A Manufacturer Goes Lean and Wins Big
Consumer goods manufacturer Church & Dwight found that it needed to boost performance to meet customer demand. To meet this goal, it embarked on an ambitious Lean initiative at all of its 13 production facilities.
“We look at all challenges through the lens of Lean manufacturing—it’s the only way that we can operate,” said Bruno Silva, vice president of manufacturing operations.
What’s Lean? Researchers James Womack and Daniel Jones first defined the concept of Lean manufacturing as “a way to do more with less … while coming closer to providing customers exactly what they want.” Many manufacturers see mastering Lean as an essential springboard to operational initiatives like digital manufacturing and other advanced production practices.
Setting the stage: In developing its Lean program, Church & Dwight first held a weeklong leadership summit to decide on standards and expectations. The company’s leaders came up with a Lean assessment system with 16 standards and a definition for achievement at the gold, silver and bronze levels. But the essential part was ensuring frontline employees were driving improvement from the bottom up—not the other way around.
- “This is not corporate pushing it down,” said Felipe Vilhena, director of Lean manufacturing – global operations. “We help workers overcome challenges and give them the right tools to do that.
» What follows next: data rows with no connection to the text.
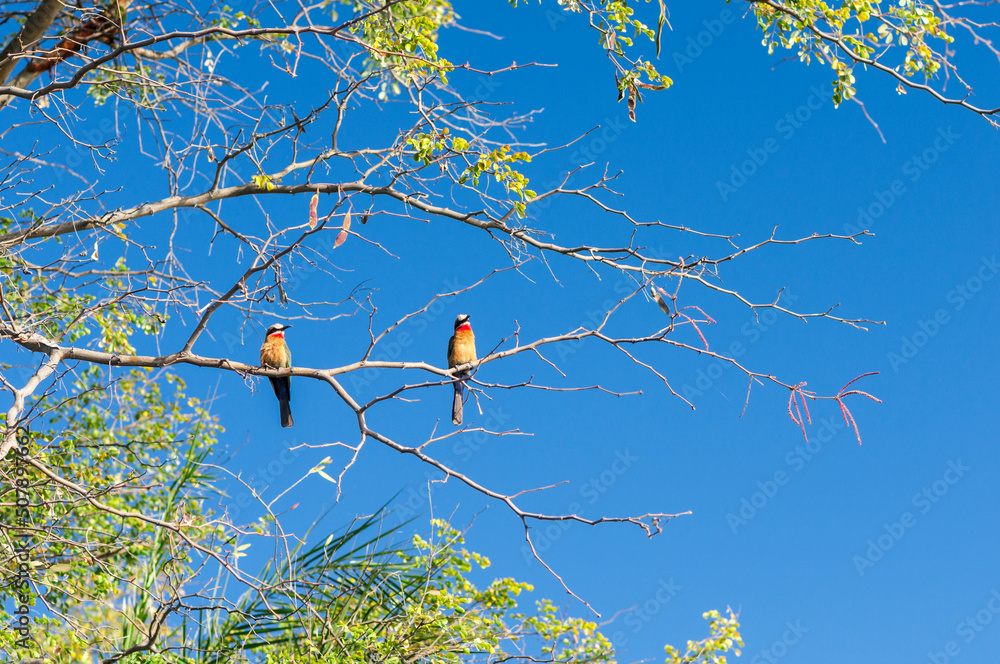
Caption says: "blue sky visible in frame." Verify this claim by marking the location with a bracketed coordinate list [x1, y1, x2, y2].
[213, 2, 1000, 664]
[9, 2, 1000, 664]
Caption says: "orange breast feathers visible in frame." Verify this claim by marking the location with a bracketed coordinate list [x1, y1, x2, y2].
[448, 323, 477, 367]
[260, 334, 292, 369]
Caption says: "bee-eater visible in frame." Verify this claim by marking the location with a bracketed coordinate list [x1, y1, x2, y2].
[260, 323, 294, 427]
[448, 314, 476, 426]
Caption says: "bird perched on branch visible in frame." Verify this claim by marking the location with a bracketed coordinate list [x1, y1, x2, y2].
[260, 323, 294, 427]
[448, 314, 476, 426]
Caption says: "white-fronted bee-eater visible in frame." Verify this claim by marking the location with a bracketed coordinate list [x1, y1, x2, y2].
[260, 323, 294, 427]
[448, 314, 477, 426]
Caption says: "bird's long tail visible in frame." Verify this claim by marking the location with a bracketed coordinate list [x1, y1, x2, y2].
[271, 378, 295, 427]
[451, 380, 465, 426]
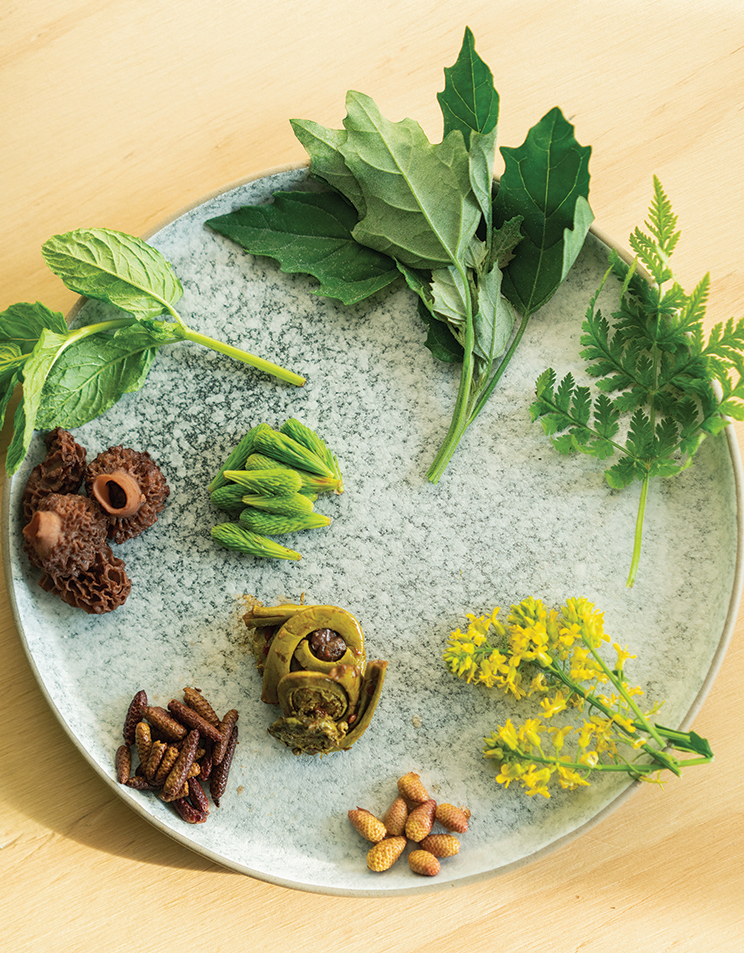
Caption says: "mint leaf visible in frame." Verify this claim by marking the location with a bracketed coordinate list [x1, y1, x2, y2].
[0, 301, 67, 354]
[493, 107, 591, 314]
[340, 92, 480, 269]
[36, 324, 173, 429]
[5, 328, 67, 473]
[41, 228, 183, 320]
[206, 192, 399, 304]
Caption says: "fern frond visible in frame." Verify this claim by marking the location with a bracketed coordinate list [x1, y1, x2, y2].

We created a mindset and expectation that improvements are part of the work.”
Putting it into practice: Initially, each worker was asked to list five potential improvements at his or her site, and then go out and make them. The company provided training and support to help with these fixes, while managers kept employees fully informed of their progress according to key indicators.
- Workers formed self-directed teams and continued to seek out improvements, which they began making more and more frequently. Thanks to the trust and autonomy that employees were given, engagement and retention measurably increased at the same time.
Receiving recognition: The company’s achievements have received recognition from its peers in the industry. One of its top-performing facilities in Green River, Wyoming, earned the company a 2021 Manufacturing Leadership Award in the Operational Excellence category from the NAM’s Manufacturing Leadership Council.
The last word: “It was important to create the right expectation and mindset,” Vilhena said. “From big to small improvements, we are seeing them happen every day.”